For these schools, closing down isn’t always an option.
“(They) have no alternative,” Vinnie Strully, CEO of the New England Center for Children, told WBUR. “They cannot live safely at home, and some do not have a home.”
But many advocates have long been against the methods used at the Judge Rotenberg Educational Center — often calling on the state to intervene.
In March, the Food and Drug Administration banned electrical stimulation devices used for self-injurious or aggressive behavior. The devices are used at one facility in the country — the Judge Rotenberg Educational Center.
But advocates looked to the state for more.
“A ban will do nothing to undo the decades of torture that people confined to JRC have had to suffer through until now,” said Lydia Brown, associate for disability rights and algorithmic fairness at Georgetown Law’s Institute for Tech Law and Policy. “And Massachusetts has a responsibility to make reparations to the survivors.”
The facility introduced these types of devices in the 1980s, Mother Jones reported. Since then many advocates have spent decades speaking out against their use.
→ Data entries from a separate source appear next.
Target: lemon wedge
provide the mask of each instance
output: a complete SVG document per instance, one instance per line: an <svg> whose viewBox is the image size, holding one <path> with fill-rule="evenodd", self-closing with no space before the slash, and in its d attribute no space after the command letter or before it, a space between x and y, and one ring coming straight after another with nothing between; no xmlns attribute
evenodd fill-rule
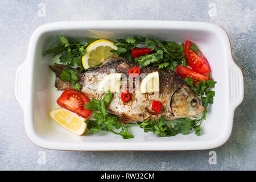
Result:
<svg viewBox="0 0 256 182"><path fill-rule="evenodd" d="M101 64L105 59L115 55L110 51L117 50L117 47L113 42L100 39L91 43L86 48L86 53L82 58L82 63L84 69L93 68Z"/></svg>
<svg viewBox="0 0 256 182"><path fill-rule="evenodd" d="M141 93L159 91L159 77L158 72L147 75L141 82L139 88Z"/></svg>
<svg viewBox="0 0 256 182"><path fill-rule="evenodd" d="M119 92L122 73L111 73L106 76L98 85L98 92Z"/></svg>
<svg viewBox="0 0 256 182"><path fill-rule="evenodd" d="M60 126L77 135L82 135L86 128L83 117L64 108L55 109L49 115Z"/></svg>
The facility has had numerous news articles written about their practices, including stories from MassLive, a number of court cases and a 2012 viral video that shows a student screaming and asking for them to stop.
“That hurts. That hurts,” the student can be heard saying in a panicked voice. “Stop. Stop for real.”
Prior to the ban, JRC reported to the FDA it shocked students less than once a week on average.
The FDA ruled the devices cause a number of significant psychological and physical risks, “including worsening of underlying symptoms, depression, anxiety, post-traumatic stress disorder, pain, burns and tissue damage.”
Since this ruling, Disability Justice attorney Shain Neumeier wanted Massachusetts to work with students and their caregivers to find community-based options outside of JRC.
“They should be finding people places in the community where they can live independently,” Neumeier said. “Where they can get past this and receive services with their families and friends.”
JRC has not released how many students the school still uses electrical stimulation devices on, and the FDA ban allowed for a transition time for all students involved. The JRC Parents Association and JRC also said they will fight the FDA’s decision.
Gov. Charlie Baker toured a different residential school, the New England Center for Children in Southborough, on Monday. It teaches, houses and supports more than 120 students with special needs.
“The commonwealth’s special education residential schools do tremendous work educating and supporting students with special needs,” Baker said, according to State House News Service. “The ability this community has shown to adapt to maintain a safe environment for students in their care and for their 24/7 staff has been a godsend. The schools incurred unanticipated costs related to the purchase of personal protective equipment, infection control measures, increased staffing costs and enhanced cleaning protocols over that period. We know this is difficult work, and we know that so many people, time and time again, found a way to simply get it done.”